Für die SPD bekräftigte Stegner ein Nein zu „Schnellschüssen". Für seriöse Entscheidungen müssten das Gutachten der KPMG und der Jahresabschluss der HSH Ende Februar abgewartet werden. "Solange das nicht vorliegt, wird es mit der SPD-Fraktion keine Entscheidung über irgendeinen Schirm, irgendein Umstrukturierungsmodell oder sonst was geben." Stegner kritisierte: Die Sparkassen hätten selbst Fehler gemacht, „indem sich einzelne ein wenig zu sehr an den Privaten orientierten".

Diskussion um Haspa-Einstieg

Die Koalition prüft auch eine Änderung des Sparkassengesetzes. Damit könnte es nicht nur kapitalstarken Sparkassen ermöglicht werden, sich an schwächeren Sparkassen zu beteiligen, sondern auch der Hamburger Sparkasse (Haspa). Letzteres käme infrage, wenn die Haspa dem öffentlichen Sektor zugerechnet werden kann.

„Als Gesellschaft alten Hamburger Rechts, die über keine privaten Anteilseigner verfügt, sondern sich quasi selbst gehört, und außerdem gemäß ihrer Satzung auf das Allgemeinwohl verpflichtet ist, gibt es dafür durchaus mehrere Anhaltspunkte", sagte CDU-Sparkassenexperte Tobias Koch. Letztlich könne nur die EU-Kommission entscheiden. Im Hinblick auf eine Garantieerklärung für die HSH-Anteile müsse klar sein, dass dies kein vorweggenommener Kaufvertrag wäre, sondern eine zeitliche begrenzte Wertabsicherung.

"Kein Regierungsmitglied hat
Interesse an Privatisierung"

„Wenn Zweifel bleiben, dass eine Änderung des Sparkassengesetzes europarechtlichen Deichschutz gegen jedwede Privatisierungsgefahr bietet, wird es sie mit der Sozialdemokratie nicht geben", betonte Stegner. Kein Regierungsmitglied habe Interesse an einer Privatisierung der Sparkassen, sagte Innenminister Hay.

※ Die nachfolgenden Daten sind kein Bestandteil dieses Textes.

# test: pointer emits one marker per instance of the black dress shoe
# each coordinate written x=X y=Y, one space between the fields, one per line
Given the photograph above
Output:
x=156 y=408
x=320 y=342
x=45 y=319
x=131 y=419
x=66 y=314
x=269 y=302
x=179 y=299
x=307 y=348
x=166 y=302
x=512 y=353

Scharfe Kritik kam von der Opposition. Die Koalition habe weder Lösungsansätze noch ein abgestimmtes Konzept, befand FDP-Fraktionschef Wolfgang Kubicki. CDU/SPD setzten so die Zukunftsfähigkeit der Sparkassen aufs Spiel. Grünen-Finanzexpertin Monika Heinold warf der Regierung vor, sie schlittere dilettantisch durch die Krise. „Die Sparkassen dürfen nicht privatisiert werden, auch nicht teilprivatisiert." Sie dürften auch nicht durch die Verluste der HSH Nordbank in ihrer Existenz gefährdet werden. Der praktikabelste Weg scheine zu sein, dass das Land den Sparkassen ihre Anteile abkauft.